Beda František Dudík (29 January 1815, Kojetín – 18 January 1890, Rajhrad) was a historian and Benedictine monk in the Rajhrad Monastery.

==Life==
After studying at the philosophical school at Brno he attended the University of Olomouc. In 1836 he entered the Benedictine Order and in 1840 was ordained priest at Rajhrad. Then until 1854 he taught first the classical languages and then history at the gymnasium of Brünn.

In 1855 he became Privatdozent for historical research at the University of Vienna; in 1859 he was appointed historiographer of Moravia, and in 1865 was made a member of the Academy of Sciences of Vienna. For purposes of historical research he went in 1851 to Sweden, in 1852 to Rome, in 1870 to France, Belgium, and Holland, in 1874 to Russia, a country which he later repeatedly visited.

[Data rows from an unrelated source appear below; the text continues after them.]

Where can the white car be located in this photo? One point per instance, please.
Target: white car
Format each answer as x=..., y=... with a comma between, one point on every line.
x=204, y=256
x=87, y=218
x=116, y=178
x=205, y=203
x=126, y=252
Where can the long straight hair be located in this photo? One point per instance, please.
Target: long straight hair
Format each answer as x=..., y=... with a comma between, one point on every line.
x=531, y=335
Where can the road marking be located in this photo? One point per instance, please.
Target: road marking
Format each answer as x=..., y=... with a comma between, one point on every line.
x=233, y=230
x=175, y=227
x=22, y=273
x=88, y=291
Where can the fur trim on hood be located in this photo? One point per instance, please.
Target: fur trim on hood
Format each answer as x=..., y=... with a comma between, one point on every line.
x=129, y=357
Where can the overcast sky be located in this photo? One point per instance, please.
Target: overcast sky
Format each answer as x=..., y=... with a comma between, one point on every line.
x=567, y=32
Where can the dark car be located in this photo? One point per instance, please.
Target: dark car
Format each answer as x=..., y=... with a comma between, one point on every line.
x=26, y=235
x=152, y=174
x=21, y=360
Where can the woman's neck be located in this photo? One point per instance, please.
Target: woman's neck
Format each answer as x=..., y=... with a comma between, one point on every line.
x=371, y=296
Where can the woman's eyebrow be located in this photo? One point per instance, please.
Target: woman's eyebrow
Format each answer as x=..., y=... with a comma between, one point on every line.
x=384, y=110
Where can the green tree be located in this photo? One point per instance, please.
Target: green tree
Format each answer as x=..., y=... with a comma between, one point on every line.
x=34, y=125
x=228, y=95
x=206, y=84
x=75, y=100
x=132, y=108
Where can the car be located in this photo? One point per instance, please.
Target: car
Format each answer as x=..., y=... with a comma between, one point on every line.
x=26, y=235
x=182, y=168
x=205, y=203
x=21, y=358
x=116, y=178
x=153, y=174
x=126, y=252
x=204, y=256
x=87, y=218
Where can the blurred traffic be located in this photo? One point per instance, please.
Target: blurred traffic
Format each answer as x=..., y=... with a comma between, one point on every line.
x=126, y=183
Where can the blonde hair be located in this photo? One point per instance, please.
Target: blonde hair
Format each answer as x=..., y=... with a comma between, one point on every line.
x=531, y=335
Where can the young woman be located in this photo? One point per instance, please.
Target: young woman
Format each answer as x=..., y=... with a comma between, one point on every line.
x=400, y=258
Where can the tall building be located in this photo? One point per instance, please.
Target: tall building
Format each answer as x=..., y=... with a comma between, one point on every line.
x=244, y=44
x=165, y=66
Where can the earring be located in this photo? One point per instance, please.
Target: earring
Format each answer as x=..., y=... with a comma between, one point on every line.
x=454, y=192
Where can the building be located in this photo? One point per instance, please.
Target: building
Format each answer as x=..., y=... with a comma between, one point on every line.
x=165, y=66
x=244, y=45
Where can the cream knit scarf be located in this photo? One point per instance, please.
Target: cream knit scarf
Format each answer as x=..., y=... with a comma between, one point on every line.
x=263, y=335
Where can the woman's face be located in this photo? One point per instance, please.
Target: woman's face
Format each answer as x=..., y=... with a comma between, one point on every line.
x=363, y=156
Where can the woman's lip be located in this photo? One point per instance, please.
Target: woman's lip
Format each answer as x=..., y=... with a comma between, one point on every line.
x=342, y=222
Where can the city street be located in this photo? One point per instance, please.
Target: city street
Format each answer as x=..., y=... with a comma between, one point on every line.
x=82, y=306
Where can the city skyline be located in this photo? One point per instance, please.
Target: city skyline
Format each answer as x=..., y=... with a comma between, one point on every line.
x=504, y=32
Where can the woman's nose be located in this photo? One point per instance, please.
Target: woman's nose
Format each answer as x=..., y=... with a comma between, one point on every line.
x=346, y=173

Between the years 1853 and 1859 he established at Vienna the main historical library of the Teutonic Order.

==Works==
Dudík was a prolific writer; his works have a lasting value on account of the sources from which he drew. His chief works in chronological order are:

- "Geschichte des Benediktinerstiftes Raigern" (2 vols., Brünn, 1849; 2nd ed., Vienna, 1868);
- "Mährens Geschichts-quellen" (Brünn, 1850);
- "Forschungen in Schweden für Mährens Geschichte" (Brünn, 1852);
- "Iter Romanum" (2 vols., Vienna, 1855);
- "Des Herzogtums Troppau ehemalige Stellung zur Markgrafschaft Mähren" (Vienna, 1857);
- "Waldsteins Korrespondenz" (Vienna, 1865–66);
- "Waldstein von seiner Enthebung bis zur abermaligen Übernahme des Armeekommandos" (Vienna, 1858);
- "Des hohen Deutschen Ritterordens Münzsammlung in Wien" (Vienna, 1858, a special edition with 32 copper plates);
- "Kleinodien des Deutschen Ritterordens" (Vienna, 1866);
- "Archive im Königreich Galizien und Lodomerien" (Vienna, 1867);
- "Erinnerungen aus dem Feldzug in Italien 1866" (Vienna, 1867);
- "Preussen in Mähren im Jahre 1742" (Vienna, 1869);
- "Schweden in Böhmen und Mähren 1640-1660" (Vienna, 1879);
- "Geschichtliche Entwickelung dor Buchdruckerkunst in Mähren von 1486 bis 1621" (Brünn, 1879).

Dudík's most important publication is: "Mährens allgemeine Geschichte" (12 vols., Brünn, 1860–89); it treats the history of Moravia up to 1350. Volumes VIII-X, which give an account of Moravia during the period of the Przemyslian dynasty, have been translated into Czech. He also published several papers in the transactions of the Academy of Sciences; in vol. LIV appeared: "Korrespondenz Ferdinands II. mit seinen Beichtvätern Becanus and Lamormain".